In Focus: Megatrends  

'Fees are a good predictor of future performance'

'Fees are a good predictor of future performance'

Passive investing offers the benefit of lower cost and as a consequence often higher returns, yet it appeals to some advisers more than it does to others. 

While many advisers nowadays buy a mix of passive and active funds, some take a hardline approach, sticking strictly to either of the two.

But is there an ideal approach and to what extent should the cost tail wag the investment dog?

Morningstar's associate director of passive strategies, Jose Garcia Zarate, speaks to FTAdviser In Focus about how fees are a predictor of future performance and why zero-fee funds are unlikely to catch on.

FTA: When it comes to active and passive investing many advisers are choosing to buy while some favour one over the other, is there an 'ideal' approach?

JGZ: I’d struggle to say that there is an ideal approach, as it would be tantamount to saying that all investors are equal.  

We have to be mindful of investors’ personal preferences.

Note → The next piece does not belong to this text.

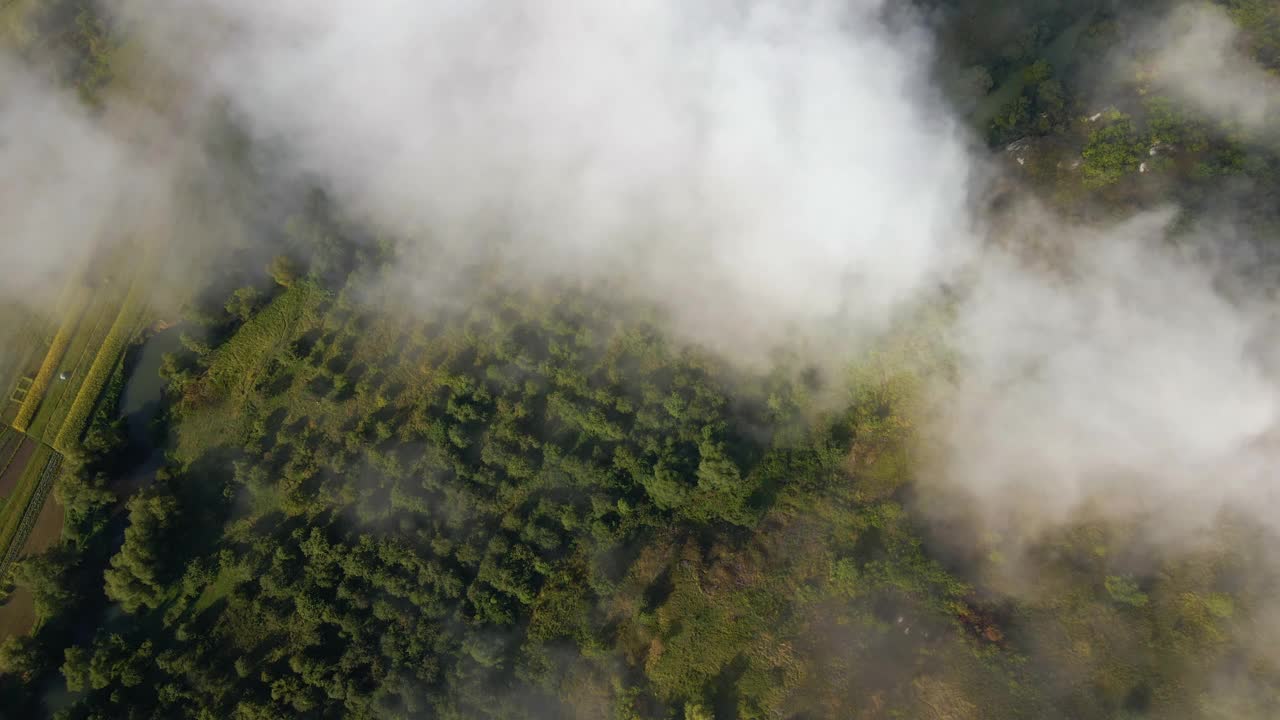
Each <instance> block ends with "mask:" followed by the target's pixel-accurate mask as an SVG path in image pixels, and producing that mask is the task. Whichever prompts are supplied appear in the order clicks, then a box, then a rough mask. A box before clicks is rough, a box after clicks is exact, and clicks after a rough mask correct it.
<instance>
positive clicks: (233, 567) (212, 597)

However, there are some facts that cannot be ignored.

First and foremost, regardless of whether one favours active or passive, fees are a good predictor of future performance. The less one pays on management costs the higher the chances of returns – provided, that is, that we have chosen the right asset mix and the best funds to build such allocation.

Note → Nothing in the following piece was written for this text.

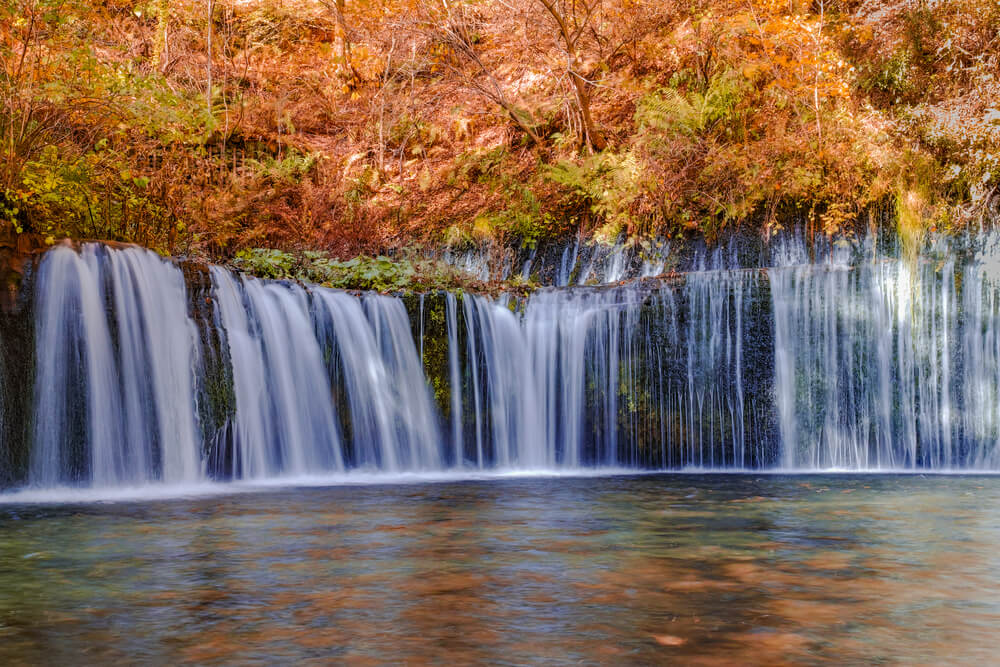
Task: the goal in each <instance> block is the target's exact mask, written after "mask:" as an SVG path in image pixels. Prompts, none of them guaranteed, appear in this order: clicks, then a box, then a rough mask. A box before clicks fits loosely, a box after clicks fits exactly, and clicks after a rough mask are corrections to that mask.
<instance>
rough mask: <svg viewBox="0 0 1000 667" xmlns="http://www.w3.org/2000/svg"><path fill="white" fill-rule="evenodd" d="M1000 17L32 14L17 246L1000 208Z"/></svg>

Jose Garcia Zarate is Morningstar's associate director of passive strategies

 

 

 

 

Second, for certain market exposures the probability to find active managers who consistently outperform the market is very scant. I’m thinking for example about US equity, where going passive has become something of a no-brainer.  

This is not just a question of fees, but of realising that some markets are so efficient that the value of information is marginal and this close to nullifies the chances of successful stock picking with long-lasting results. 

FTA: More money is moving into passive funds, so much so that some are warning the passive space could become 'too big' in five to six years' time. What's your assessment of where this is going?

JGZ: The passive fund market is certainly growing very strongly, particularly in the US. But by definition, the passive fund market can only be as big as the available pool of assets for purchase, and these assets are hardly the full size of any given equity or bond market.  

Passive funds – exchange traded funds in particular, which trade on real time like a common stock – are built with liquidity as a paramount factor, as otherwise they would not serve their purpose.

FTA: When it comes to impact investing, how do you make an impact as an investor without being actively involved in shaping the companies' policies. Is screening enough?

JGZ: Whether one invests actively or passively, screening is a good first step. Screening is an active decision to carve out the investable universe and exclude certain sectors or companies/countries, which is a strong statement of intent per se.